Prophetic again. Every other news item today is about this or that group demanding rights. These champions of rights often take recourse to the Constitutional Fundamental Rights but seldom if ever, mention the Fundamental Duties! And so, he says “Current Western theory seeks to establish marriage on a basis of romantic love and free choice; marriage thus depends on the accident of “falling in love.” …This individualistic position…is only logically defensible if at the same time it is recognized that to fall out of love must end the marriage… But do not let us deceive ourselves that because the Western marriage is nominally founded upon free choice, it therefore secures a permanent unity of spiritual and physical passion. On the contrary… it holds together those who are no longer ‘in love’; habit, considerations of prudence, or, if there are children, a sense of duty often compel the passionless continuance of a marriage for the initiation of which romantic love was felt to be a sine qua non. Those who now live side by side upon a basis of affection and common interest would not have entered upon marriage on this basis alone. […] Criticism of the position of the Indian woman from the ground of assertive feminism leaves us entirely unmoved: precisely as the patriot must be unmoved by an appeal to self-interest… We do not object to dying for an idea as…patriots have died; but we see that there may be other and greater ideas we can better serve by living for them.”
As I said earlier, Coomaraswamy leaves no aspect of ancient India untouched, and when he does, touches it with breathtaking profundity.
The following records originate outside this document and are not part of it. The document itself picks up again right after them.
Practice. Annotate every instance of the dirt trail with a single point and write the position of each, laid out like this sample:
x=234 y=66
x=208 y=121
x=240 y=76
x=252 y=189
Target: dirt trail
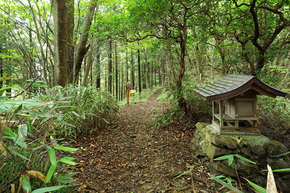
x=134 y=156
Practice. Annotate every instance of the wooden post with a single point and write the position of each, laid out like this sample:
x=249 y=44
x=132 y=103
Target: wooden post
x=128 y=92
x=221 y=114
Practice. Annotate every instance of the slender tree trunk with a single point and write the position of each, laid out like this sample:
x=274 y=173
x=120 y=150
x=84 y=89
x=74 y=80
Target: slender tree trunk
x=181 y=100
x=144 y=70
x=122 y=81
x=132 y=70
x=98 y=67
x=116 y=68
x=61 y=41
x=139 y=72
x=82 y=48
x=110 y=67
x=70 y=39
x=127 y=67
x=90 y=61
x=152 y=74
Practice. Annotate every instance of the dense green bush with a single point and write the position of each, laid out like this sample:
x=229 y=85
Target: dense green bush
x=30 y=143
x=79 y=109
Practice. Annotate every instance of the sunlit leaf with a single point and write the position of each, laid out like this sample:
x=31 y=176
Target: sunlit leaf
x=47 y=189
x=69 y=149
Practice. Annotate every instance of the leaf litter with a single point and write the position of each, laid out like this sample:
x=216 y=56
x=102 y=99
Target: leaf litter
x=135 y=156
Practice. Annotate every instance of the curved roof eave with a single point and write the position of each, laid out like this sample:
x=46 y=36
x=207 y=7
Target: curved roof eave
x=243 y=83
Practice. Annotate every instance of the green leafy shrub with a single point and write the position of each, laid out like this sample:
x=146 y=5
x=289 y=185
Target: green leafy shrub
x=274 y=117
x=79 y=109
x=29 y=131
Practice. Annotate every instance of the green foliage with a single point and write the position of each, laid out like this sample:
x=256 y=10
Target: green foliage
x=78 y=109
x=190 y=170
x=31 y=128
x=274 y=113
x=228 y=185
x=257 y=187
x=230 y=158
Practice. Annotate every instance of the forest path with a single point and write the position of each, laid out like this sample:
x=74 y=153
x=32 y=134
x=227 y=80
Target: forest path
x=135 y=156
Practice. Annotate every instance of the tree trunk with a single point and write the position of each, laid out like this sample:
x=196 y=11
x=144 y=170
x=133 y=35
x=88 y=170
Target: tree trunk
x=70 y=39
x=90 y=61
x=116 y=68
x=110 y=67
x=98 y=67
x=181 y=100
x=82 y=48
x=132 y=70
x=61 y=27
x=1 y=71
x=139 y=72
x=127 y=67
x=145 y=69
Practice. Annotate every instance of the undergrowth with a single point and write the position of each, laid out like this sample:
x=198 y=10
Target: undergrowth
x=32 y=136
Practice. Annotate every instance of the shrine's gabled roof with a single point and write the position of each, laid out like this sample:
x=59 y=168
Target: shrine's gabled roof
x=236 y=84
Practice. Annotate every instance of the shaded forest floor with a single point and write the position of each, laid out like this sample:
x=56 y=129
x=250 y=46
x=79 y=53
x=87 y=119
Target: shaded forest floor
x=134 y=156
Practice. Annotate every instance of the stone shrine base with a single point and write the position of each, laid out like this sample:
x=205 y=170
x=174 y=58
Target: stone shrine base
x=208 y=143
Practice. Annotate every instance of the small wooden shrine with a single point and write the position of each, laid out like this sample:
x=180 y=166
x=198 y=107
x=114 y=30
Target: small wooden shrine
x=234 y=102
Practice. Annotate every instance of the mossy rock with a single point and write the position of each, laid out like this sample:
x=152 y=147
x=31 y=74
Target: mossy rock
x=225 y=141
x=258 y=144
x=247 y=168
x=201 y=125
x=220 y=166
x=278 y=163
x=275 y=148
x=211 y=150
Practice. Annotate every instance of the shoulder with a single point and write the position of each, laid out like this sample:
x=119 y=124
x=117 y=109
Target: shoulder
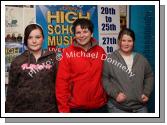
x=20 y=58
x=99 y=49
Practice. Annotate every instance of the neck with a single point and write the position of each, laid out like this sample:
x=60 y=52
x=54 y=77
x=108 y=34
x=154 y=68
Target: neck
x=37 y=54
x=86 y=47
x=125 y=54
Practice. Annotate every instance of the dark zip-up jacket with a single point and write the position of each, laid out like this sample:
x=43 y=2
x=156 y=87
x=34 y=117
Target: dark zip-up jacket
x=117 y=78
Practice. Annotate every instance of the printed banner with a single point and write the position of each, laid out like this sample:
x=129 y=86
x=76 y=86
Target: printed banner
x=57 y=23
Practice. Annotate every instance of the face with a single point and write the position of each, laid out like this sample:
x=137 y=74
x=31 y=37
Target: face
x=35 y=40
x=83 y=36
x=126 y=44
Writing in the preface to Dance of Shiva, Romain Rolland remarks:
…In a series of essays, which are apparently detached, but all of which spring from the same central thought and converge into one design, the vast and tranquil metaphysic India is unfolded; her conception of the universe, her social organisation, perfect in its day and still capable of adaptation to the demands of modern times; the solution which she offers for the feminist problem … and lastly, the magnificent revelation of her art.
Ananda Coomaraswamy understood the pulse of Indian spirituality, traditions and way of life, saw and sought greatness in them, and shared them with the world. He showed to a generation of demoralized Indians aspects of their own culture they could be proud of.
He is yet to receive the recognition he deserves in India.